Australian forests have evolved to survive periodic bushfires. They depend on them, in fact, to maintain healthy ecosystems in the long term. In some places, though, the fires of 2019-20 burnt so hot, and the trees were so thoroughly consumed by the flames, that the forests may never fully recover. The same goes for the impacted communities. Many of the thousands of destroyed homes are yet to be rebuilt.
Just four years on from that “one in 100-years” disaster, the conditions already exist for catastrophe to strike again. As the world warms, global weather patterns are becoming increasingly unstable. In Australia this has manifested, among other things, in more dramatic swings between La Niña and El Niño weather patterns.
Under the El Niño pattern, warmer water pools in the eastern Pacific ocean, while water temperatures in the west, around Australia, are cooler. This results in a weakening of the trade winds that blow from east to west along the equator, and reduces the amount of moisture in the atmosphere above Australia’s east coast. The bushfires of 2019-20 came on the heels of an El Niño pattern in the summer of 2018-19, and 2019 was the hottest and driest on record.
Under the La Niña weather pattern, it’s the opposite. The eastern Pacific is cooler, and the water in the west is warmer. A strengthening of the trade winds brings more moisture-laden air over Australia, resulting in significantly above average rainfall and flooding. Between 2020 and 2023 Australia experienced a particularly intense, multi-year episode of La Niña. Huge amounts of rain were dumped along the east coast, with devastating floods hitting southern Queensland and northern NSW, and annual rainfall records being smashed in Sydney and many other places.
All that rain spurred the rapid growth in forests and grasslands, creating new fuel for fires to burn. If the world weren’t on a warming trajectory, this might not be a problem. Under the new reality of the climate crisis, however, it is. Instead of a period of more “normal” weather—during which land management authorities could undertake controlled burns and make other necessary preparations for the bushfire season—the La Niña pattern has now swung back into what looks like a particularly intense El Niño.
Australia is already feeling the effects, with most of the continent experiencing significantly above average temperatures and below average rainfall over the past few months. All that new growth resulting from the above average rainfall under La Niña is rapidly drying out.
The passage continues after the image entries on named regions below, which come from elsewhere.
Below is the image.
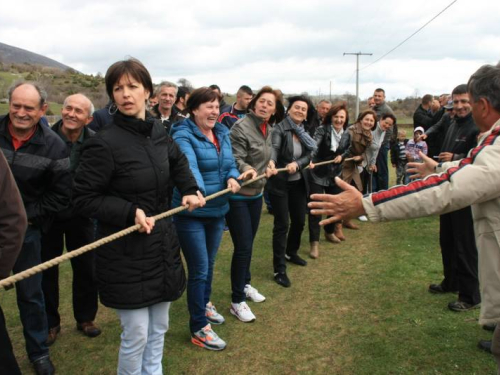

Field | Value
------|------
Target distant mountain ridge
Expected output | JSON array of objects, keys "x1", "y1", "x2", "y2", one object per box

[{"x1": 0, "y1": 43, "x2": 74, "y2": 70}]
The phrase “fiddling while the world burns” has often been used to describe political leaders’ behaviour when it comes to the climate crisis. This gives them too much credit. Our leaders—in Australia today, the Labor Party—aren’t fiddling. They’re throwing fuel on the fire.
The growing bushfire threat hasn’t stopped Labor supporting the expansion of Australia’s fossil fuel industry. This isn’t a case of not doing enough. It’s not as if the government is trying to wind down fossil fuel production, but doing it more slowly than necessary. No, Labor is pushing in the opposite direction—continuing to subsidise the industry to the tune of $11.1 billion annually, fighting court battles against environmentalists to ensure climate effects aren’t considered when approving new coal and gas projects and waging diplomatic campaigns to downplay climate change risks.
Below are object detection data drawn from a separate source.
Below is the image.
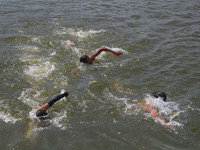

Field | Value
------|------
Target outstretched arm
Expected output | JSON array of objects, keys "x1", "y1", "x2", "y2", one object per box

[{"x1": 89, "y1": 47, "x2": 123, "y2": 60}]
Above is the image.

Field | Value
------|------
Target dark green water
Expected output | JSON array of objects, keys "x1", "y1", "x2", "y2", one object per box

[{"x1": 0, "y1": 0, "x2": 200, "y2": 150}]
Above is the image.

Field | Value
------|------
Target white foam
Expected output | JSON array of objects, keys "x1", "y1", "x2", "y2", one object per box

[
  {"x1": 55, "y1": 28, "x2": 105, "y2": 40},
  {"x1": 50, "y1": 111, "x2": 67, "y2": 130},
  {"x1": 0, "y1": 112, "x2": 21, "y2": 124},
  {"x1": 18, "y1": 89, "x2": 41, "y2": 108},
  {"x1": 24, "y1": 61, "x2": 55, "y2": 80},
  {"x1": 145, "y1": 95, "x2": 183, "y2": 127},
  {"x1": 110, "y1": 47, "x2": 128, "y2": 55}
]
Based on the most recent data, Australia is the world’s fifth biggest coal producer, its seventh biggest gas producer and its seventh biggest per capita fossil fuel producer. Ranked by domestic per capita CO2 emissions, it’s ninth. When you factor in the emissions that result from the burning of the vast quantities of coal and gas that Australia exports, it’s clear we’re in the absolute “top tier” of global climate criminals.
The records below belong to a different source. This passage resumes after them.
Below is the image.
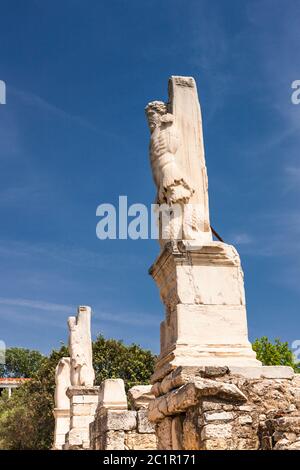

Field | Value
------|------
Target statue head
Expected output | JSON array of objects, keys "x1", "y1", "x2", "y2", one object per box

[{"x1": 145, "y1": 101, "x2": 168, "y2": 133}]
As one of the wealthiest countries on Earth, Australia should be leading the way in rapidly cutting emissions and transitioning the economy to renewable energy. The technology exists to do that. Given the hundreds of billions of dollars the government plans to spend in coming decades on tax cuts for the rich and nuclear submarines, no-one can credibly claim that there is a lack of funds. What’s lacking is the political will, and it’s clear that the election of the federal Labor government last year hasn’t resulted in the hoped for change on this front.
Instead of positioning itself, like the previous Coalition government, as a straight-up advocate for fossil fuels, Labor cloaks its policies with layers of green-tinged rhetoric. If anything, this makes it a more effective servant of the industry. To the extent the party has helped end the climate wars, it has done so by helping the fossil fuel barons win. As temperatures continue to climb into the hottest months of summer, communities around Australia are likely, again, to pay a heavy price.